In the midst of life, we are in death; in the midst of death, we are in life. In the midst of a tumultuous world of noise and hyper-everything, we find stability, the very thing Benedictines vow themselves to.
There is an amazing backdrop this week for the Benedictine nuns in Virginia who are reeling from a deadly drunk-driving crash: silent retreat.
The community of 33 women had their annual retreat scheduled when the crash happened Sunday morning, killing one sister and seriously injuring two others. There was discussion about canceling the event or at least the silent aspect, but the women voted by a show of hands in the kitchen Sunday evening to go ahead. This has created unusual conditions for mourning and resulted in scenes like those that unfolded yesterday: women silently folding napkins in preparation for their sister’s wake, women listening to a fortuitously-named lecture on “Forgiveness and Reconciliation,” special prayers being spoken at Mass for hospital staff and for “the safety of all those traveling.”
The decision to go ahead with their silent retreat was an unusual one, but the spiritual community at the Saint Benedict Monastery is unusual as well.
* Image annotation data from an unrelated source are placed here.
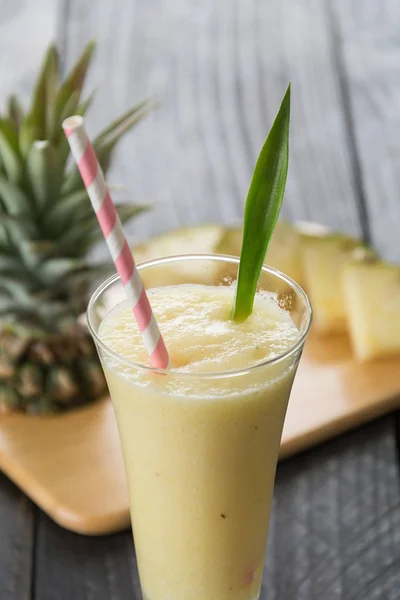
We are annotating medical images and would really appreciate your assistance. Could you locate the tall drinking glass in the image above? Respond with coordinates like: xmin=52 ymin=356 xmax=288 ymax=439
xmin=88 ymin=255 xmax=311 ymax=600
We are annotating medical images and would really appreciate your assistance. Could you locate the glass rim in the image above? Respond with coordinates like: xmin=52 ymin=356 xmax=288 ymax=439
xmin=86 ymin=254 xmax=313 ymax=379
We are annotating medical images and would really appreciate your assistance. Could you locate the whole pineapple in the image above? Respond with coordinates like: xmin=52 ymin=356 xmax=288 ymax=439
xmin=0 ymin=43 xmax=148 ymax=413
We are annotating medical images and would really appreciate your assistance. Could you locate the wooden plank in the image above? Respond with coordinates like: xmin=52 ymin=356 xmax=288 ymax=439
xmin=34 ymin=513 xmax=141 ymax=600
xmin=330 ymin=0 xmax=400 ymax=261
xmin=262 ymin=417 xmax=400 ymax=600
xmin=0 ymin=0 xmax=62 ymax=104
xmin=0 ymin=474 xmax=34 ymax=600
xmin=61 ymin=0 xmax=361 ymax=248
xmin=0 ymin=0 xmax=60 ymax=600
xmin=35 ymin=417 xmax=400 ymax=600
Like some monastic religious orders, the Catholic Benedictine Sisters’ priority is on their relationships with one another–as opposed to on service, for example–but for them it’s to the point that they take a unique vow, along with chastity and poverty, of “stability”–to remain based here, in Bristow. And this week, as three seats are glaringly empty in the tiny wood-beamed chapel, the women are facing the loss in intense, private prayer.
“I looked out at the women and here they are, with all red eyes and all cried out,” Sister Christine Vladimiroff, the key presenter for the week, said of the mood when she arrived Sunday. “I thought: What does this have to do with anything?”
But the community, which runs a counseling center, a grade school and a literacy program here on the wooded, 120-acre property, wanted to forge ahead with the retreat, even as pairs of two took turns driving to Fairfax to sit a vigil by the injured nuns’ bedsides.
In fact being together, instead of spread out doing their normal weekly work, and being in prayer, created a cushion, and a structure for their initial days of shock and mourning.
“Being all together gives us focus,” said Sister Andrea Verchuck, 81..
Read the whole thing. One of those stories wherein one takes the pulse of a monastic community and finds it solid.